US 12,130,790 B1
Method for accelerated long document search using Hilbert curve mapping
Muhammad Saleh Saeed Al-Qurishi, Riyadh (SA); and Riad Souissi, Riyadh (SA)
Assigned to ELM, Riyadh (SA)
Filed by ELM, Riyadh (SA)
Filed on Jan. 22, 2024, as Appl. No. 18/418,948.
Claims priority of provisional application 63/514,579, filed on Jul. 20, 2023.
Int. Cl.

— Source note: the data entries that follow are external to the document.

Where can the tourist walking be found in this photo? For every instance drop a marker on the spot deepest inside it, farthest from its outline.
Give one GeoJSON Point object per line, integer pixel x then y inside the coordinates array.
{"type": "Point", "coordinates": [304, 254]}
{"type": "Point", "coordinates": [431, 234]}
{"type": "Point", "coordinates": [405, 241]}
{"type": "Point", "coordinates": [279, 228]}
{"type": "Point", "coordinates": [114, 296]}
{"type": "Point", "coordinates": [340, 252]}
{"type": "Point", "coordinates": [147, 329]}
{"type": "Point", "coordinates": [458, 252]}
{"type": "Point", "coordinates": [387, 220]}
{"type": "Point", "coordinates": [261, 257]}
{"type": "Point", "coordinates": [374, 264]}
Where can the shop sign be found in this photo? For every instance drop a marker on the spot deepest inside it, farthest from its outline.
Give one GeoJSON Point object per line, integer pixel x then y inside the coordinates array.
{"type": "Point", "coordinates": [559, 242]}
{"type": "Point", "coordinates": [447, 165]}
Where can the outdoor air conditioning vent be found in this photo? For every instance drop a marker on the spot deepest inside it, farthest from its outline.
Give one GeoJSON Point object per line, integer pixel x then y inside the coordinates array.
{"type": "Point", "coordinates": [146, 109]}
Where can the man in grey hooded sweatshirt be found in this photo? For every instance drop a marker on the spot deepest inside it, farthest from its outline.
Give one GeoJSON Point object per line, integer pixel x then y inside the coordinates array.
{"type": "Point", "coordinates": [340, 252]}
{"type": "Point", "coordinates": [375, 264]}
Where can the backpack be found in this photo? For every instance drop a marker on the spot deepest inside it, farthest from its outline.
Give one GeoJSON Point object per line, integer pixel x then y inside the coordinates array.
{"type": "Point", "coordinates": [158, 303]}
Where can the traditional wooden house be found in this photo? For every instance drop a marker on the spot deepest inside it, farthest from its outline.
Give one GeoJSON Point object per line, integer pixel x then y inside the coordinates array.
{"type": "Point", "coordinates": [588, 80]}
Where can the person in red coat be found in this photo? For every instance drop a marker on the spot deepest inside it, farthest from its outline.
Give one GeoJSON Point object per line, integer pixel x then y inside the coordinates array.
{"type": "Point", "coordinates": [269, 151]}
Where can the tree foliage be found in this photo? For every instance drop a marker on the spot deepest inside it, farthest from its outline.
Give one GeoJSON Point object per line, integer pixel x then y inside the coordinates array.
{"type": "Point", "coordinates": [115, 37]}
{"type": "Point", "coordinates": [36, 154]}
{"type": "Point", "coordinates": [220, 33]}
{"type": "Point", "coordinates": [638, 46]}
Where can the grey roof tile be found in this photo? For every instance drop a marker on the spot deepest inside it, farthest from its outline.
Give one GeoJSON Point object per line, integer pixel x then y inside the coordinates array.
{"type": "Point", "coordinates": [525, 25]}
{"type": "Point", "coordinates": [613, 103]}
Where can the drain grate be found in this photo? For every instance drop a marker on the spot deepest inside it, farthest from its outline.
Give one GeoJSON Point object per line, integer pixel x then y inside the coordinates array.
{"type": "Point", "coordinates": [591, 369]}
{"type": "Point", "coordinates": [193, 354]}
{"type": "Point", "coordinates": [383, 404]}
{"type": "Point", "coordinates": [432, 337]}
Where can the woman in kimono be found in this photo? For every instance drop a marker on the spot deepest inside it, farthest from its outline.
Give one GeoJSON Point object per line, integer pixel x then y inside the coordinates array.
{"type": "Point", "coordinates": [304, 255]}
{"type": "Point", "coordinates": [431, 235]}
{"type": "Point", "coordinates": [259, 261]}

G06F 16/22 (2019.01); G06F 16/93 (2019.01); G06F 16/953 (2019.01)
CPC G06F 16/2237 (2019.01) [G06F 16/2264 (2019.01); G06F 16/93 (2019.01); G06F 16/953 (2019.01)] 15 Claims
OG exemplary drawing
 
1. A method for a textual document search engine, comprising:
initializing the textual document search engine, by
inputting, into a memory, a plurality of documents,
wherein each document of the plurality of documents has a plurality of sentences, and each sentence of each document has m semantic embedding vectors, where m is an integer greater than 1;
mapping, via a processing circuitry, the m semantic embedding vectors for each document of the plurality of documents to 1-dimensional vectors of Hilbert numbers using a Hilbert curve transformation;
constructing, via the processing circuitry, an index table with the plurality of 1-dimensional vectors; and
storing the index table in the memory,
wherein, in the mapping, the processing circuitry performs the Hilbert curve transformation by converting m embedding vectors into a Hilbert number and the Hilbert numbers are search keys in the index table,
the method further comprising:
performing a search using the initialized textual document search engine, by
receiving a query document, which has query embedding vectors;
searching, via the processing circuitry, the search keys in the index table; and
performing, via the processing circuitry, a filtration stage,
wherein the searching, via the processing circuitry, includes:
mapping the query embedding vectors into Hilbert numbers for the query document; and
performing a binary search based on the Hilbert numbers, and
wherein the performing the filtration stage, via the processing circuitry, includes:
outputting a predetermined number of candidate documents that are similar to the query document.